What I Learned Building Quizzy.io

27.10.2025

What I Learned Building Quizzy.io

I've been a professional developer for many years—and over the last year I've also been teaching engineers how to integrate AI into real products. Since I work with clients (who understandably don't want their code on my slides), I decided to build my own product where I could demo AI techniques without risking any NDA mishaps.

That project became Quizzy.io.

What is Quizzy.io?

It's an AI-powered quiz app that assembles short quizzes on a chosen topic with a mix of question types and difficulty levels. A fuller description (EN & CZ) is here: https://quizzy.io/aboutquizz.

Under the hood, various OpenAI models generate almost everything:

Topics and short topic descriptions
The questions themselves
Correct answers (and distractors for multiple-choice)
Ordering tasks (e.g., "sort these cities by population: Tokyo, Cairo, Mumbai, New York")
Images for image-based questions (identify the animal, date the historic photo, etc.)
Difficulty labels across several tiers

It's not a trivial system, but it's excellent for teaching prompt engineering, comparing models, and discussing practical AI implementation patterns.

Lessons Learned

1) Real-time generation ≠ good UX

My original plan was to generate a unique quiz for each user on demand. In practice, producing ~15 questions, ~6 images, and ~3 topics often took 10+ minutes—unacceptable.
Fix: I now pre-generate topics and questions in batches and assemble quizzes from this inventory. Background jobs + caching beat pure real-time here.

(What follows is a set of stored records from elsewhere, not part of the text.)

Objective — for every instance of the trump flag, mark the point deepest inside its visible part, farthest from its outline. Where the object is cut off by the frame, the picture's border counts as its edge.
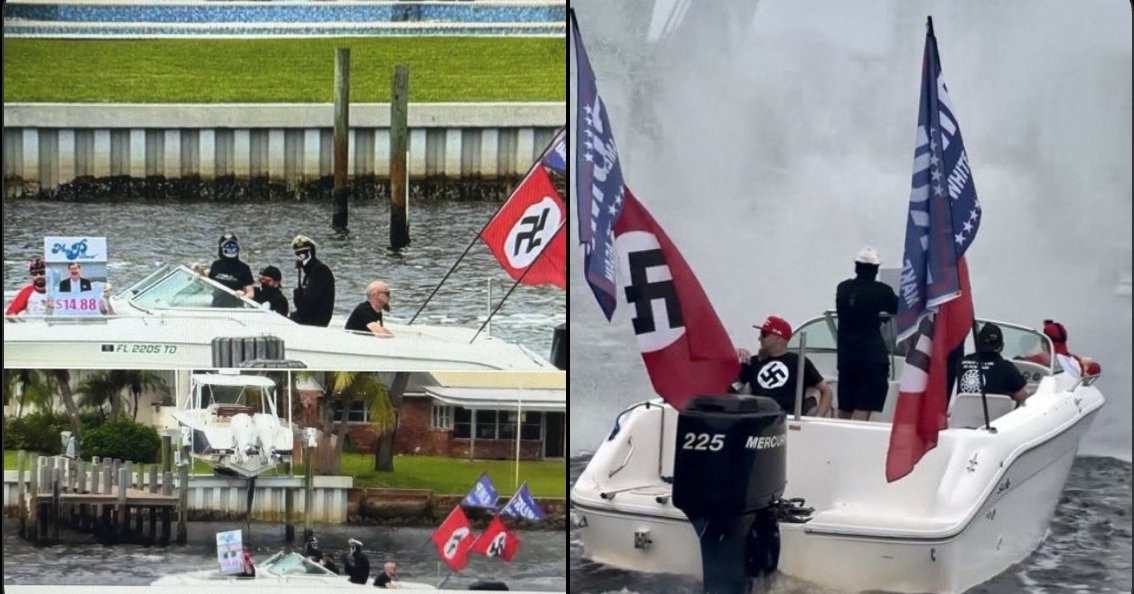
(684, 345)
(934, 297)
(526, 236)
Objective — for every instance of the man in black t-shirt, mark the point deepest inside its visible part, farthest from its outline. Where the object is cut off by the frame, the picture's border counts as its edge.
(773, 371)
(999, 375)
(367, 315)
(863, 359)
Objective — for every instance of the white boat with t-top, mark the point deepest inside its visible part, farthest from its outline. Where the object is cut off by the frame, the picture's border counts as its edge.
(976, 503)
(177, 319)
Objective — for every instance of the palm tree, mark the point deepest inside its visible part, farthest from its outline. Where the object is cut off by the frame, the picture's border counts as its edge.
(30, 387)
(106, 387)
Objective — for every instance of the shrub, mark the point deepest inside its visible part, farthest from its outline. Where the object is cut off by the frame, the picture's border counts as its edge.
(123, 439)
(35, 432)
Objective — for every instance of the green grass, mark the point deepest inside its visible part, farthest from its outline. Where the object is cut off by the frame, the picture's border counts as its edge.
(281, 70)
(441, 475)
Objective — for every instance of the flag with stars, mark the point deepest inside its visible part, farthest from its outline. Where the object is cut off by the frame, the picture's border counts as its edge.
(597, 176)
(934, 297)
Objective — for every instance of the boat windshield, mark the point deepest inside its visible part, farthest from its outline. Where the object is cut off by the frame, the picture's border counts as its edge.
(178, 287)
(289, 563)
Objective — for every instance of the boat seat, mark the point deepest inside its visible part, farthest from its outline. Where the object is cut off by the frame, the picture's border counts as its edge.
(965, 410)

2) Letting the model "find images on the web" was unreliable

(At least with 4.1/5 in my tests.) Wikimedia links were often broken or pointed to assets with unclear licensing.
Fix: I abandoned model-driven web image retrieval.

3) AI-generated images are surprisingly good—but not cheap

Quality and relevance were strong once I switched to generation. The downside is cost relative to other content.
Mitigations: reuse assets, generate smaller and upscale if needed, cache aggressively, and be selective about where images add real value.

4) Model choice matters—a lot

Using the same prompts, I saw a big quality jump from "4.1" to "5". The newer models handled structure, nuance, and consistency much better.

5) Abstract SVGs for topic thumbnails were a hit

Each quiz groups questions by topic and shows a topic image. I experimented with abstract, model-described SVGs for these thumbnails—results were fascinating and visually distinctive, with tiny payloads and instant rendering.

6) The model overestimates our knowledge

"Easy" was intended to reflect a 12–15-year-old's level. Many of those questions felt noticeably harder.
Fix: human-in-the-loop calibration plus telemetry (accuracy and time-to-answer) to remap questions to the right difficulty bands.

7) Evaluation pays off

OpenAI's evaluation tools let me retrospectively score outputs. Evaluations surfaced a non-trivial number of inaccuracies—enough to keep evals in the loop for quality control.

8) Use multiple AI copilots—even for code review

I coded with GitHub Copilot (various backends) and periodically reviewed modules with a different model. A second "AI reviewer" caught issues my primary setup missed.

9) Front-end still hurts

For me, the UI layer remains the fussiest and most time-consuming—AI or not. Component ergonomics, responsive tweaks, loading states, and image pipelines all added hidden complexity.

If I Were Starting Today

Batch first, personalize later. Pre-generate a content pool and tailor selection/ordering per user.
Make difficulty self-correcting. Track correctness and time; auto-rebucket items that skew too easy/hard.
Guardrails for assets. Centralize licensing/attribution; treat scraped URLs as untrusted.
Schema over prose. Use structured prompts (JSON schemas) to reduce post-processing.
Budget the image pipeline. Decide early where images are essential and where text-only is fine.

Status & Feedback

Quizzy.io is still a prototype, with more features in the works. I'd love your feedback and ideas—new question types, better difficulty curves, classroom modes, evaluation tricks that worked for you, anything.